After we have entered the function, we will get the sum of all data that satisfy the condition that the sale was made in Belgrade.

When we enter the text, we can also use “wildcard” characters “star” (*) and “question mark” (?). The asterisk changes more than one character in the text, and the question mark only one character. For example:

=SUMIF(B2:B7,”B*”,C2:C7)

calculates sum of all values for cities that begin with “B” letter. Or:

=SUMIF(B2:B7,”B?OGRAD”,C2:C7)

calculates sum of all values for cities which begin with “B”, then any other letter, and finishes with “OGRAD” string.

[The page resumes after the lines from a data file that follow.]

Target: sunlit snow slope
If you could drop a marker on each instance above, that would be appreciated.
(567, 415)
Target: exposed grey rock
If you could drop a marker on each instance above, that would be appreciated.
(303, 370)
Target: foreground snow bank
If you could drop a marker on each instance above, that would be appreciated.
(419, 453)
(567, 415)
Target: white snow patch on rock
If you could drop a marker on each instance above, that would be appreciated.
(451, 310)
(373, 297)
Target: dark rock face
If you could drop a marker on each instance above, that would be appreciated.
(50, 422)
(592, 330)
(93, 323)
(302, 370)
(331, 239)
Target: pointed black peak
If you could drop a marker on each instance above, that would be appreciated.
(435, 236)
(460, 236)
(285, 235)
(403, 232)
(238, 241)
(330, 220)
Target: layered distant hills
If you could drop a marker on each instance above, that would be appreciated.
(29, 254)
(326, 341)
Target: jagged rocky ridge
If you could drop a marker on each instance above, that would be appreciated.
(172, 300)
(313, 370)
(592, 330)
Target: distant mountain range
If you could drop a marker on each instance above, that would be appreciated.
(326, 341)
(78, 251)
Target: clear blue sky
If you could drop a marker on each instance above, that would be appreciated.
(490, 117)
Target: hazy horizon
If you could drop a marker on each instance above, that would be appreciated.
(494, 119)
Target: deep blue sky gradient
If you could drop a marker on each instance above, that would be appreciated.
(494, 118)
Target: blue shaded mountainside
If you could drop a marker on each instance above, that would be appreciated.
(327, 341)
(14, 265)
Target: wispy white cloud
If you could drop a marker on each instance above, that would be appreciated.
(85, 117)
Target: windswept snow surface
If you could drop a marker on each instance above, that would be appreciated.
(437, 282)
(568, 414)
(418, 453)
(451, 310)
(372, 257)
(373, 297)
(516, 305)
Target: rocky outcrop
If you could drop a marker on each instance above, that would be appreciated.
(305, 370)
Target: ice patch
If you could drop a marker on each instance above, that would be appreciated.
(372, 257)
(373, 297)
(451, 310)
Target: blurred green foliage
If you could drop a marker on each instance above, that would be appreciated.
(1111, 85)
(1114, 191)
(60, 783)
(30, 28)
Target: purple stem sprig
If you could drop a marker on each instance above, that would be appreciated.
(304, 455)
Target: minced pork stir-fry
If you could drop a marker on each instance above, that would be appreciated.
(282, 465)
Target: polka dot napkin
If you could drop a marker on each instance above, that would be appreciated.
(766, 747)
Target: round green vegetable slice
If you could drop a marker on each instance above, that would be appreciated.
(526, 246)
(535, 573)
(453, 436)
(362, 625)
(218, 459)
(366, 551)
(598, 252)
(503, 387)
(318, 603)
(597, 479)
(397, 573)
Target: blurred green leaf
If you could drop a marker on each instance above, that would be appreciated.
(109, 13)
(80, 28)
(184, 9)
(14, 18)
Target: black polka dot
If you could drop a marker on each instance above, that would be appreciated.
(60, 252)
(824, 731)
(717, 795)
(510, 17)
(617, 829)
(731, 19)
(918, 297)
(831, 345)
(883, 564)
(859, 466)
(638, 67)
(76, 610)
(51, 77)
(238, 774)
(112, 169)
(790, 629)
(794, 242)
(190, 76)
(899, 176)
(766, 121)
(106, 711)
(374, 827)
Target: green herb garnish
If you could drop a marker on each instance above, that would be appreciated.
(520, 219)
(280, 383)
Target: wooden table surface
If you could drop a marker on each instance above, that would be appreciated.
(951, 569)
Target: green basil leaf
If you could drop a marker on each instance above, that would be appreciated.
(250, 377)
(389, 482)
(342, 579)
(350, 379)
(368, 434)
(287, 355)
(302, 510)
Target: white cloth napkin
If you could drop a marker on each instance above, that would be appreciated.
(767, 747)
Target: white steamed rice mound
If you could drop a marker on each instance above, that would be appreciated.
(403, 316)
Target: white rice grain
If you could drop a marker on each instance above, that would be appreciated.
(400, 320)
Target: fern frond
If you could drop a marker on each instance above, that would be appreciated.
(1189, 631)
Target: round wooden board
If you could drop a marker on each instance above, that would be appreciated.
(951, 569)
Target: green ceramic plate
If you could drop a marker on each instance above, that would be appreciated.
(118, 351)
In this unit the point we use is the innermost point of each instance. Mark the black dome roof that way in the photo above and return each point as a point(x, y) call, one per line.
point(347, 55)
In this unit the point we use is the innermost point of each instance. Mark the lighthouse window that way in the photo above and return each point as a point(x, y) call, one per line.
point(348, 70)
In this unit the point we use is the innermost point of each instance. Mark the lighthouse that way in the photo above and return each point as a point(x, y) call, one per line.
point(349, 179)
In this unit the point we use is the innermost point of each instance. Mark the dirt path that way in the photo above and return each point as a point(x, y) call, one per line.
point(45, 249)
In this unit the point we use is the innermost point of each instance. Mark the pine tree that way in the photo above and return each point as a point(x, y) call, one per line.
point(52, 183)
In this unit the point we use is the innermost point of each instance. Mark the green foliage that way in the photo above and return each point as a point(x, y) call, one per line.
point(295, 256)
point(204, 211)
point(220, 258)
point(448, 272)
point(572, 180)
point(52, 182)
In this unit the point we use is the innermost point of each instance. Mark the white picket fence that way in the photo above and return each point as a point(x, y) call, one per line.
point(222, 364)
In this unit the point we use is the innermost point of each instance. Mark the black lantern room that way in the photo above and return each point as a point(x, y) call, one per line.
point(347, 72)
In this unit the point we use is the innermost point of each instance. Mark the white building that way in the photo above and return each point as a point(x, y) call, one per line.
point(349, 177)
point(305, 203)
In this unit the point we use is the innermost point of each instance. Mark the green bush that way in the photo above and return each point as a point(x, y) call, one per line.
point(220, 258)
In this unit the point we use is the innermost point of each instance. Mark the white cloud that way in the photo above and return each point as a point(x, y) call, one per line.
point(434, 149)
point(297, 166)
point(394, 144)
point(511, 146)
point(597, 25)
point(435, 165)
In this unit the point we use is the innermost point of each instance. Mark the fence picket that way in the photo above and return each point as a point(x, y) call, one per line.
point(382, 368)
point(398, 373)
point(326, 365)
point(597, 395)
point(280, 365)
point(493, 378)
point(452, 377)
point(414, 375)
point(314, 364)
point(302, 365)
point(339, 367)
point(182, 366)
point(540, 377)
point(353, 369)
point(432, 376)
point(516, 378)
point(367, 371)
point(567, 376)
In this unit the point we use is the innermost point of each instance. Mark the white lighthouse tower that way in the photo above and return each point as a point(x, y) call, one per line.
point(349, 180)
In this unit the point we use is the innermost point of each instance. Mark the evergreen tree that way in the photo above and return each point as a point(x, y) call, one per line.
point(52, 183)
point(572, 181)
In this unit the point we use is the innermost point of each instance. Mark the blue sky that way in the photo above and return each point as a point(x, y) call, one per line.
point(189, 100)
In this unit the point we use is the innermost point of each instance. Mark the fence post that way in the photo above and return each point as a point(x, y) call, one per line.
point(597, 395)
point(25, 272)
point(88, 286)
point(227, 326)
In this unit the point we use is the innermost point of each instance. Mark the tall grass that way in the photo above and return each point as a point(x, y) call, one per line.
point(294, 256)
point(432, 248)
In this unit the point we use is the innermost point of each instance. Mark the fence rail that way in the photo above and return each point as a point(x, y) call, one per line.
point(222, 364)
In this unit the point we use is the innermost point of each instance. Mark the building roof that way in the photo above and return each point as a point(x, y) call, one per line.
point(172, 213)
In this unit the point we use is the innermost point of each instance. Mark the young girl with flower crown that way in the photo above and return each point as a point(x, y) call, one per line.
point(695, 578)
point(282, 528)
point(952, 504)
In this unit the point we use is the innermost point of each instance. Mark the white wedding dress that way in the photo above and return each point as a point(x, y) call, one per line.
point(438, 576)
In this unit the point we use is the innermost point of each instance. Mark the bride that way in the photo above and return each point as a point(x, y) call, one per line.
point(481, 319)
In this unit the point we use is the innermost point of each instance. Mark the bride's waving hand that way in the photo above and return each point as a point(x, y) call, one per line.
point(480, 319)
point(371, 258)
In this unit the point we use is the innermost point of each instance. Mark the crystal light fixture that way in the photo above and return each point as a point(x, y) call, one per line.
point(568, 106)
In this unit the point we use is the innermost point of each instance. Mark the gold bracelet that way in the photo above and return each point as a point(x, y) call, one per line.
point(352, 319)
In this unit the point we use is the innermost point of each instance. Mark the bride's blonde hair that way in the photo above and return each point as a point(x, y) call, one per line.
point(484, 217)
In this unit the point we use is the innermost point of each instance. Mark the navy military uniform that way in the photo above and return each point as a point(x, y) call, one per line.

If we summarize data in comparison with some numerical value, we can state the condition under the quotation signs. For example, if we want to sum up all the values in column C that are greater than 100,000, we will use the formula:

=SUMIF(C2:C7,”>100000″,C2:C7)

As you can see, in some cases it is possible to specify two identical ranges as an argument. In the specific case, we restricted the testing of conditions and summing up to the range C2: C7. As an argument we could also quote the whole column C, in which case the formula would look like this:

=SUMIF(C:C,”>100000″,C:C)

In addition to the SUMIF function, the AVERAGEIF and COUNTIF functions are also used to perform data aggregation. AVERAGEIF has the same syntax as SUMIF, but it differs only in that it performs conditional averaging of a series of data. The COUNTIF function is used to count elements that meet a certain condition. Its syntax is:

COUNTIF (<range>, <criteria>)

For example, if we want to count all those cells in column B that have the value of “BEOGRAD” we would use the following formula:

=COUNTIF(B2:B7,”BEOGRAD”)

Average sales value in “BEOGRAD” is calculated by following formula:

=AVERAGEIF(B2:B7,”BEOGRAD”,C2:C7)

For each of these functions, the same rules apply for assigning arguments or formulating the conditions used to aggregate data.